Речь о тыняновском Грибоедове – но ведь и Мятлев устремляется тем же маршрутом. Влияние белинковской книги (культовой, как сказали бы сегодня, в интеллигентских кругах в шестидесятые-семидесятые) на замысел «Путешествия дилетантов» несомненно, тем более что Белинков и Окуджава были знакомы, встречались, у них хватало общих друзей – от Сарнова до Коржавина, – и хотя многое в книгах Белинкова (в особенности в «Сдаче и гибели советского интеллигента», посмертно изданной в Испании) не могло Окуджаве понравиться, показавшись чересчур прямолинейным, понятие дилетантизма было для него близким. Дилетант – тот, кто надеется сбежать от государственного гнета в кавказский рай, в личное счастье, в имение; вообще дилетант – тот, кто надеется. Ибо профессионалу ясно, что надеяться не на что.

Но дилетантизм, несомненно, более широкое понятие. Дилетант для Окуджавы – тот, кто ни к одному прагматическому занятию неспособен относиться всерьез, ибо все они лишь отвлекают от главного, единственно важного, неформу-лируемого, неназываемого, небесного. Все наши здешние причуды, мечты и интересы ничего не значат по сравнению с тем единственным, что выпадает дай бог одному счастливцу из сотни; и это единственное – всегда катастрофа, «ничего нельзя изменить… огонь… шлагбаум… несчастье… – и потеряла сознание».

У Окуджавы в стихах и особенно в этом романе часто упоминается огонь, об этом персонаже его лирики написаны десятки статей – ведь «главное – это сгорать, и сгорая – не сокрушаться о том…». Но только в «Путешествии дилетантов» выявляются мрачные, пугающие коннотации этой главной метафоры: огонь, буря, катастрофа, несчастье. Любовь у Окуджавы не спасительна, не утешительна – нет, это «тот родник, который не спасает»: любящим нигде нет места, и атмосфера обреченности витает над ними с самого начала. «Путешествие дилетантов» – роман безвыходно мрачный, похожий на автоэпитафию. Дилетант обречен – ибо он умеет что угодно, но не умеет жить; он не снисходит до этого нехитрого и, в сущности, низменного искусства. Дилетант умеет гибнуть, в этом он профессионал.
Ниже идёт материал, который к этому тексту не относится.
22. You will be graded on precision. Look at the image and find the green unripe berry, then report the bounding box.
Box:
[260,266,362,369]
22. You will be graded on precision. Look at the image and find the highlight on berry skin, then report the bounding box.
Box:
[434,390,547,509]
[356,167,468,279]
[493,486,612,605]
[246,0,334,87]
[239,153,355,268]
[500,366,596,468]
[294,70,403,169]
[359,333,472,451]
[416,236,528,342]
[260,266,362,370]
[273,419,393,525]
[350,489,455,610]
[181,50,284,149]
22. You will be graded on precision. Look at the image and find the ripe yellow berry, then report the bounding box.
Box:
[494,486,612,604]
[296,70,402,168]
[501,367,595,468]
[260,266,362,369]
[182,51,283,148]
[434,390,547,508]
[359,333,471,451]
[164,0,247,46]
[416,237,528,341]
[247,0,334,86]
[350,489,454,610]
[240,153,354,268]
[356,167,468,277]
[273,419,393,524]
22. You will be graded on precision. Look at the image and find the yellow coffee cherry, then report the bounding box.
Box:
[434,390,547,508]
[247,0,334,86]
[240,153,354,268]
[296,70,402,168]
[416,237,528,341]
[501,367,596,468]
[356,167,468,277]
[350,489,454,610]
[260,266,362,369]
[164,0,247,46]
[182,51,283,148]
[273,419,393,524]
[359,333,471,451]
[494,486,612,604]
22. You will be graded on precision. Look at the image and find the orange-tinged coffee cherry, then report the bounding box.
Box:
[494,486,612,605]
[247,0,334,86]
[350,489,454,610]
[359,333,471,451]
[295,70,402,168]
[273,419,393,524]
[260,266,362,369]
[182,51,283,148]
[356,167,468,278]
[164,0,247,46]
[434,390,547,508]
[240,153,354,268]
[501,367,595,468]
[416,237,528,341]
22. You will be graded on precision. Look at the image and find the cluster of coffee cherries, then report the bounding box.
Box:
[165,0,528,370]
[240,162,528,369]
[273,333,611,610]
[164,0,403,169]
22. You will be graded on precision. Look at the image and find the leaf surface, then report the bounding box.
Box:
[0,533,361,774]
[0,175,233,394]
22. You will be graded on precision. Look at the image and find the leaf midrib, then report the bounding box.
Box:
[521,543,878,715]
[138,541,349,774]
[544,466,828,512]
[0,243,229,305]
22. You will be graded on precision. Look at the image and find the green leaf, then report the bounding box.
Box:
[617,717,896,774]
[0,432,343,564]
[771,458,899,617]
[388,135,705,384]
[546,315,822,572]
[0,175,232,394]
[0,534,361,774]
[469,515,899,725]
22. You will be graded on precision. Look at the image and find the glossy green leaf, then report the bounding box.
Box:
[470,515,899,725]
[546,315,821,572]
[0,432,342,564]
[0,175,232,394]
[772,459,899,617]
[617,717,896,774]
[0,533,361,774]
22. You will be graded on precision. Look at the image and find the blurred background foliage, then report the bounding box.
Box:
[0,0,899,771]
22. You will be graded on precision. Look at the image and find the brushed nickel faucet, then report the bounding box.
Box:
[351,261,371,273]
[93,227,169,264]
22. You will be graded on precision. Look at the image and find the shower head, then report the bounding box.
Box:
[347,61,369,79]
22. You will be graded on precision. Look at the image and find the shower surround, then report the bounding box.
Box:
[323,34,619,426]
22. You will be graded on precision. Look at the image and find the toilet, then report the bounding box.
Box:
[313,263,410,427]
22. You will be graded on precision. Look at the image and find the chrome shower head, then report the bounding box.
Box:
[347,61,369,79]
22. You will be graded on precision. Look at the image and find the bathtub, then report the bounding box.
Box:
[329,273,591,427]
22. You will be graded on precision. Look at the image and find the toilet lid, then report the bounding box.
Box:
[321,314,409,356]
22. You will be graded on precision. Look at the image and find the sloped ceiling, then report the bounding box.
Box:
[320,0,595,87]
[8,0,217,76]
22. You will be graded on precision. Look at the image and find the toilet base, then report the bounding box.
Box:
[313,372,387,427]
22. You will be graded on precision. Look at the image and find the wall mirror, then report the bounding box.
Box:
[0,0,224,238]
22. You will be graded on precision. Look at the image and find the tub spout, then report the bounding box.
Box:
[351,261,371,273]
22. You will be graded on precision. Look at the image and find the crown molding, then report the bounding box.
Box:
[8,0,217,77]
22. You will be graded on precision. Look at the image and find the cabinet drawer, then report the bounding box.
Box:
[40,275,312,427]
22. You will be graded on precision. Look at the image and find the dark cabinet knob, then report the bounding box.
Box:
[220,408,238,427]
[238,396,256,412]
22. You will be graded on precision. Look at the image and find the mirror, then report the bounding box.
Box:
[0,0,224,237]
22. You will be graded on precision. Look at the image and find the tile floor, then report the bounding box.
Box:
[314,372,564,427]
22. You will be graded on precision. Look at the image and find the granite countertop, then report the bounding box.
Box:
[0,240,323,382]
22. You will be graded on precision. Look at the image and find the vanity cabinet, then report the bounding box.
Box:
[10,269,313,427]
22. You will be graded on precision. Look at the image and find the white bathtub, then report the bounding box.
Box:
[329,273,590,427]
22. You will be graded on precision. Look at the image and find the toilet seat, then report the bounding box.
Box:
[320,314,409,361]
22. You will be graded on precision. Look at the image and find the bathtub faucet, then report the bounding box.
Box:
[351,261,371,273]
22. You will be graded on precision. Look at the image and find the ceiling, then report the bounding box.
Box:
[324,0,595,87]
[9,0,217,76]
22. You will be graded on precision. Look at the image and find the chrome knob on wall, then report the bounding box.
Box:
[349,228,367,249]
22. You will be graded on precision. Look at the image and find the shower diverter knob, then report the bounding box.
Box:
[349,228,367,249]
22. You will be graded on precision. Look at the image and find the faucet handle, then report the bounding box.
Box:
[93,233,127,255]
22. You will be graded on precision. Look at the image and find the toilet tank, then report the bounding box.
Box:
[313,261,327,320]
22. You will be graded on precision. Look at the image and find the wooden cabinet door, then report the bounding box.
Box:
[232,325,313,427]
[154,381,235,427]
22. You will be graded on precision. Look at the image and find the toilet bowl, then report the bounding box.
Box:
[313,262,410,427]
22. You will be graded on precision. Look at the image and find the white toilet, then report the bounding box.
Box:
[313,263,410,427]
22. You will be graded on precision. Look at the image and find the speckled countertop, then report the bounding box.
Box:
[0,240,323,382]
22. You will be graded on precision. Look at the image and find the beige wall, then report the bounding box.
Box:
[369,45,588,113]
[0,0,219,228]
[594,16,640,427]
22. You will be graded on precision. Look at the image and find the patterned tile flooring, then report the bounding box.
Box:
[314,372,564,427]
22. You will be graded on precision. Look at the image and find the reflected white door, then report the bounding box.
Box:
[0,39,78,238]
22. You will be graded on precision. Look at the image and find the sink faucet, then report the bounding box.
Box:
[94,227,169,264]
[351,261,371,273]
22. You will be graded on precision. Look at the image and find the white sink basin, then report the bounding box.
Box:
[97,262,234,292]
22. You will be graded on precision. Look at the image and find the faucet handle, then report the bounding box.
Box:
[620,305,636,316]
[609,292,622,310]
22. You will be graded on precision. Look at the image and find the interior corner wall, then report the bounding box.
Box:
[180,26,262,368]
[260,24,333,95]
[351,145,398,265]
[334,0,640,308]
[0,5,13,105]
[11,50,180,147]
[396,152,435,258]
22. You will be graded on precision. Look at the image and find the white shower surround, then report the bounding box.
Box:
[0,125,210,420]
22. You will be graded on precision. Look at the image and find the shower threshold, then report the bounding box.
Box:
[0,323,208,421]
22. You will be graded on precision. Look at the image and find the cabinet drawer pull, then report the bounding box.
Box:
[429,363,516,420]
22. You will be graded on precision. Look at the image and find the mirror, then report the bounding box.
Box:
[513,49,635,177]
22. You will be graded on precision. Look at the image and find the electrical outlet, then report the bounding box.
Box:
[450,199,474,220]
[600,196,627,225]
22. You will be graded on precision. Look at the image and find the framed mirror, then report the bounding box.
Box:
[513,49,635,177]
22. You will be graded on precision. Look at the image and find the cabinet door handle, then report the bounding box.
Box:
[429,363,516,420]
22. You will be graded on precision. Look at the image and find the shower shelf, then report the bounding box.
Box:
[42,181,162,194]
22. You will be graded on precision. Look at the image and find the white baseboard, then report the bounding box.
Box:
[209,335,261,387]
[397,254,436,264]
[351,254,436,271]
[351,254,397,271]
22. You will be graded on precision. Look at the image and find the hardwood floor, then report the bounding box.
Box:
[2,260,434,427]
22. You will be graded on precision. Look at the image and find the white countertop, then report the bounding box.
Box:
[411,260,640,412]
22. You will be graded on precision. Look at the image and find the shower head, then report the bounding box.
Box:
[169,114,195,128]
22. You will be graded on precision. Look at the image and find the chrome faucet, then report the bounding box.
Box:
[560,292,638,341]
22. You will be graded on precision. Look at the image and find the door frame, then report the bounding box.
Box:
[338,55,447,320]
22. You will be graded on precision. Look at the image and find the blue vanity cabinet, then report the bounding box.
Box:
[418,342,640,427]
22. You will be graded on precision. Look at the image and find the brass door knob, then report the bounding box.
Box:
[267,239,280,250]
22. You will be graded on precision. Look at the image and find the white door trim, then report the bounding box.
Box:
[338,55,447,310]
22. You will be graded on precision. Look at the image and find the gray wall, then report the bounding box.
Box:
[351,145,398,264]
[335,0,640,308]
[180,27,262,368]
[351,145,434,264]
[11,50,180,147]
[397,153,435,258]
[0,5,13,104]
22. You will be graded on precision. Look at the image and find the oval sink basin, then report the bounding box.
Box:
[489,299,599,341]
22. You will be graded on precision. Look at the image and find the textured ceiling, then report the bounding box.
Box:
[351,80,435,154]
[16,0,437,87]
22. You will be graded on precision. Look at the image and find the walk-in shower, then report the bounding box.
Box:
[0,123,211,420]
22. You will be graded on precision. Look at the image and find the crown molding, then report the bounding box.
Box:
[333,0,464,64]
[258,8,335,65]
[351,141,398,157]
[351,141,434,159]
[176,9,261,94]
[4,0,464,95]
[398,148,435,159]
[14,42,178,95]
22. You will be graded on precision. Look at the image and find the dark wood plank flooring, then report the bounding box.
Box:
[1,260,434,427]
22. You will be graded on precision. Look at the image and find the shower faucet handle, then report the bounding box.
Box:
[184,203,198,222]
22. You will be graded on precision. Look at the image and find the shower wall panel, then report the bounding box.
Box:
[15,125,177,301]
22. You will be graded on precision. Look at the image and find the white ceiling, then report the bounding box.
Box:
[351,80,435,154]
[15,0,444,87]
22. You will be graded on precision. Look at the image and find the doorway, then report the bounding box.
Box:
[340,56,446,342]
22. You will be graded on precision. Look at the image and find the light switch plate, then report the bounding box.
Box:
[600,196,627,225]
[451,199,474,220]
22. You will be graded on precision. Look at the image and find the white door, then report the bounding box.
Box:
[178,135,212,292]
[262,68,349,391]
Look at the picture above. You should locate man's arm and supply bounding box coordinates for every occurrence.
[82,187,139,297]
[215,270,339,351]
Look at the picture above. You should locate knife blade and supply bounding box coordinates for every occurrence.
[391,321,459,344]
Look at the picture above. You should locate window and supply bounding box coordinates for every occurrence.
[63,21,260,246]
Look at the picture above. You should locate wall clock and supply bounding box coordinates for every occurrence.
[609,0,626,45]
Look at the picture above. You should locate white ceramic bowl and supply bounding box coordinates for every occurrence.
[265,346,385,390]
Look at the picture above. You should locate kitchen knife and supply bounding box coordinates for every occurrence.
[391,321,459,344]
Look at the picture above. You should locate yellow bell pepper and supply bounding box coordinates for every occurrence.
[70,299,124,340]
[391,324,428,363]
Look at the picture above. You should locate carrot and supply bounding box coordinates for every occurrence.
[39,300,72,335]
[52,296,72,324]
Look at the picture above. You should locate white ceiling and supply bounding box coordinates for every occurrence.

«Путешествие» – лучшая проза Окуджавы, пик его зрелости и мастерства; но эта проза своеобразна и непривычна – отсюда недоумение многих читателей. Мы уже говорили о том, что она словно дореалистична: герои не развиваются, они так и застыли каждый в своем амплуа, Лавиния – вечный маленький господин ван Шонховен, проступающий в ее облике, даже когда из нервного подростка она превращается в стройную скуластую красавицу; Мятлев – вечно растерянный и беспомощный рыцарь, который не остановится перед поединком, но пасует перед чужой непобедимой уверенностью; Мюфлинг и Катакази – гротескные и ничтожные враги, отлично сознающие всю меру своей низости (пожалуй, только Катакази – герой, вызывающий у автора безоговорочное отвращение и обретающий черты Берии: ласковый убийца, неостановимый развратник); Амилахвари тоже на протяжении всего повествования не меняет тона. В некотором смысле проза Окуджавы, орнаментальная и стилизованная, статична: герои едут по России подчеркнуто медленно, словно вязнут в ней, лишь в Грузии сюжет пришпоривается и Пегас пускается вскачь; видно, как тяжело этой прозе тащиться по северному пейзажу и как она оживает в южной неге. Однако требовать от этой книги динамизма и глубокой психологической обрисовки было бы странно: дело в том, что перед нами не столько роман, сколько симфония. Это жанровое определение, данное Андреем Белым своим ранним повестям, – не дань юношеской претенциозности, а глубокий замысел.

Есть особый род литературы, в котором главную роль играет чередование нескольких постоянных тем в разной аранжировке, строго организованное и продуманное повторение ключевых лейтмотивов, из которых и складывается сложная прозаическая полифония. В романе Окуджавы, собственно, действуют не люди, а музыкальные темы, и пространство его пронизано системой лейтмотивов: уже упомянутое восклицание «Господибожемой!», его грузинский аналог «Равкна» – «Что поделаешь!», мятлевские припадки, возглас госпожи Ладимировской «мы – Бравуры!», некрасовская цитата – «Помнишь ли труб заунывные звуки, брызги дождя, полусвет, полутьму…». Это не проза, а музыкальная драма, опера, балет, с внезапным исчезновением и появлением побочной темы (судьба Александрины, например), с ритмизацией целых абзацев, с чередованием коротких и длинных глав, плавных и отрывистых фраз, проза, где целые страницы посвящены перечислениям, музыкально-монотонным нанизываниям реалий и деталей, – но, собственно, только так и можно писать прозу, в которой от человека ничего не зависит, а главное действующее лицо – Сила Судьбы.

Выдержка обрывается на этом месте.